The Arya is not condemning the world; he is pretty much aware of its offerings. But he is saying it is deceptive and conceals a greater joy that through right means can be uncovered. The Arya is saying, “Yes, your life may be going well, and you are extremely happy, but your happiness is within parameters that you don’t have to confine yourself to. Why not realize a greater potential?”

Unfortunately, many get turned off by the way the Dharma is presented. To say everything is suffering is like shutting the door in our face, but to say everything is unsatisfactory is like having a door opened. Our world being unsatisfactory begs us to inquire into why it is. It encourages us to see that our limitations are false. Our world is not unsatisfactory within the confines of our paradigm, but we are encouraged to make a paradigm shift that exposes new possibilities.

Sometimes it is easy to assume that those who criticize our world, or seem to, are disenfranchised. The iconic figures of ascetics and renunciates in robes often come to mind when we envision religious messengers. But many who appear that way were once enjoying the pleasures and wealth of life, and while some may have renounced wealth and so forth, many kept a lavish lifestyle and saw no reason the dawning of realization should change that.

The unsatisfactory quality of mundane existence and the accompanying realization of it does not necessarily entail renunciation.
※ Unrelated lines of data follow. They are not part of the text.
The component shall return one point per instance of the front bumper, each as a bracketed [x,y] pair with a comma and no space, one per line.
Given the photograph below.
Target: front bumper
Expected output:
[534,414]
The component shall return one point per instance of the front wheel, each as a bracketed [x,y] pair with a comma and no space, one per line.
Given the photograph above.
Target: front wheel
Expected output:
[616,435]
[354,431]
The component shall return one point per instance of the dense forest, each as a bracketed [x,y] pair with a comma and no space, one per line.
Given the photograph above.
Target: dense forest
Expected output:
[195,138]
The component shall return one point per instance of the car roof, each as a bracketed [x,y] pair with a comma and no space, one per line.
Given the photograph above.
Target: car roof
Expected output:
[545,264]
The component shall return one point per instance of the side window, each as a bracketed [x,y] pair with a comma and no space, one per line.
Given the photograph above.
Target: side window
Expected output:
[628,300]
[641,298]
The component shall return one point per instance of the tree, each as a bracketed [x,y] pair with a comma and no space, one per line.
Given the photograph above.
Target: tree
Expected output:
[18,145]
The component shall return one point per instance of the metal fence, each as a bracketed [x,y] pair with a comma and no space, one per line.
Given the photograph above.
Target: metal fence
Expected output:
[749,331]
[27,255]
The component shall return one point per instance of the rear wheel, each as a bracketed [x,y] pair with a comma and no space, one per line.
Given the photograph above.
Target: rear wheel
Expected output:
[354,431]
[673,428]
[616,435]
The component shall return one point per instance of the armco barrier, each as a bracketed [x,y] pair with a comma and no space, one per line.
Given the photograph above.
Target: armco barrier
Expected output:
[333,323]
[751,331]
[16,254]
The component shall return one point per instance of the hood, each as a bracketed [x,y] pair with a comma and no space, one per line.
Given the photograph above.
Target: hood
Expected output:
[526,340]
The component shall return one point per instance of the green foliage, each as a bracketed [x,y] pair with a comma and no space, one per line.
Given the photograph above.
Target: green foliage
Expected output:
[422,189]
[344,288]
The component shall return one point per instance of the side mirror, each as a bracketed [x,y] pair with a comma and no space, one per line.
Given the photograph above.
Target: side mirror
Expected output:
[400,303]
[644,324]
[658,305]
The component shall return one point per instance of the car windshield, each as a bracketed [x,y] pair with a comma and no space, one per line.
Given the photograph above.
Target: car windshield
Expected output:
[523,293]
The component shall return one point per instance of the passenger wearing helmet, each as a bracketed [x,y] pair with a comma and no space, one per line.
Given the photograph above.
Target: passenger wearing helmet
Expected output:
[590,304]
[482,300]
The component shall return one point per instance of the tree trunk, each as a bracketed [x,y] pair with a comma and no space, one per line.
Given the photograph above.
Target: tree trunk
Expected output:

How we see the world does not depend on what we have or do not have; it only means attachment and dependence on circumstances has ended.

The second “Truth,” “origination,” means there is a cause for the unsatisfactory nature of things; the third “Truth,” “extinction,” means there is an end of unsatisfactory existence; the fourth “Truth” means there is a “path” to that end.

The “Four Noble Truths” are a whole, for they are interconnected. First, we must see that even at best, things are unsatisfactory, then we must understand the causes that make them so; next we must believe in true freedom, and next we must study the way to disentangle ourselves from selfishness.

A little openness and willingness to explore our limitations may change our life forever.